# Sully Wallpapers



## goander (Jun 27, 2011)

After being voted the winner of the RootzWiki mascot contest, I got some requests on Google+ for some Sully wallpapers. Here's a few to get you started. More will be added later. (Click pic for larger version)
*Desktop Wallpapers*
       

*Phone Wallpapers*


----------



## ITGuy11 (Jun 10, 2011)

#winning


----------



## goander (Jun 27, 2011)

Thanks itguy11


----------



## SyNiK4L (Jun 7, 2011)

w00t. love these. u did an awesome job on sully


----------



## goander (Jun 27, 2011)

@SyNiK4L Thanks. Glad you like.


----------



## MasterTM (Jun 24, 2011)

looks great!


----------



## redtrk (Jun 28, 2011)

Loving those wallpapers...... Great work!


----------



## MasterTM (Jun 24, 2011)

Just cleaned my desktop and took a screenshot with the wallpaper


----------



## goander (Jun 27, 2011)

@redtrk - Thank you. 
@MasterTM - Looks good. I'm currently rocking the prison one myself.


----------



## Mustang302LX (Jun 28, 2011)

*drools* I want that represent one as my phone wallpaper!!!! That is def. going up on my MacBook Pro after work!!!


----------



## SyNiK4L (Jun 7, 2011)

goander said:


> @redtrk - Thank you.
> @MasterTM - Looks good. I'm currently rocking the prison one myself.


ya im running the prison one too. i love it.


----------



## goander (Jun 27, 2011)

@Mustang302LX -I'll try to get some phone walls up this evening.


----------



## SyNiK4L (Jun 7, 2011)

goander said:


> @Mustang302LX -I'll try to get some phone walls up this evening.


yay for goander. lol


----------



## neur0tk (Jun 6, 2011)

Nice work I dig the wallpaper


----------



## goander (Jun 27, 2011)

Okay guys, I updated the OP to add phone versions of the 3 original wallpapers. Enjoy!


----------



## Mustang302LX (Jun 28, 2011)

goander said:


> Okay guys, I updated the OP to add phone versions of the 3 original wallpapers. Enjoy!


*bows* you just made a kind of garbage night into a bit better!!! Thanks I really appreciate it!!

My MacBook Pro and TBolt now share a BG image!!


----------



## goander (Jun 27, 2011)

@Mustang302LX - Haha..you're welcome mustangson. LOL

Also wanted to throw a note in here for everybody that I updated the OP (again) with new wallpapers (desktop and phone variants).


----------



## monkey1911 (Jun 10, 2011)

Here's mine, I liked this wallpaper. But I would really like one with the handcuffs getting broken like the current page banner!


----------



## monkey1911 (Jun 10, 2011)

Ok, this one is growing on me!


----------



## iceandfire (Jun 29, 2011)

That is some cool shit.  Keep up the good work bro.

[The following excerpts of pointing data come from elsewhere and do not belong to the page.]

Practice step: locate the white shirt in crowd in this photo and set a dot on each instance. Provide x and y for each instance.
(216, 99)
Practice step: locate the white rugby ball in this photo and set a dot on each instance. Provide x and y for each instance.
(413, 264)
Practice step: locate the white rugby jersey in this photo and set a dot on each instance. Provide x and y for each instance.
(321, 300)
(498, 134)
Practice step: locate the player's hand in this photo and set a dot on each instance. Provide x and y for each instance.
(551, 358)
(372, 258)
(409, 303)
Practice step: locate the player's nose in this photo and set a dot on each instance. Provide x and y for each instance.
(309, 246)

Sent from my Nexus S using Tapatalk


----------



## goander (Jun 27, 2011)

Thanks for all the support guys. Anyone have any suggestions for walls?


----------



## goander (Jun 27, 2011)

New Wallpaper in OP!


----------



## goander (Jun 27, 2011)

Couldn't resist. My iMac at work has been taken over.


----------



## razorclose (Jun 9, 2011)

goander said:


> Couldn't resist. My iMac at work has been taken over.


haha, I did the same thing to my macbook pro. Can't wait for apple fanboys to jump down my throat at school
View attachment 757


----------



## Walter White (Aug 1, 2011)

Any way to get a 1920x1200 version of the third one?


----------



## goander (Jun 27, 2011)

Here you go. 
View attachment 797


----------



## Walter White (Aug 1, 2011)

goander said:


> Here you go.
> View attachment 1242


Thank you!! 

Sent from my ADR6400L using Tapatalk


----------



## SmokeCrawler (Aug 7, 2011)

These are really nice. Thanks


----------



## jzaslice (Aug 2, 2011)

Omg imagine if the apple kick was a boot animation?!!??


----------



## goander (Jun 27, 2011)

Updated the OP with a new Desktop and Phone wallpaper. Enjoy.


----------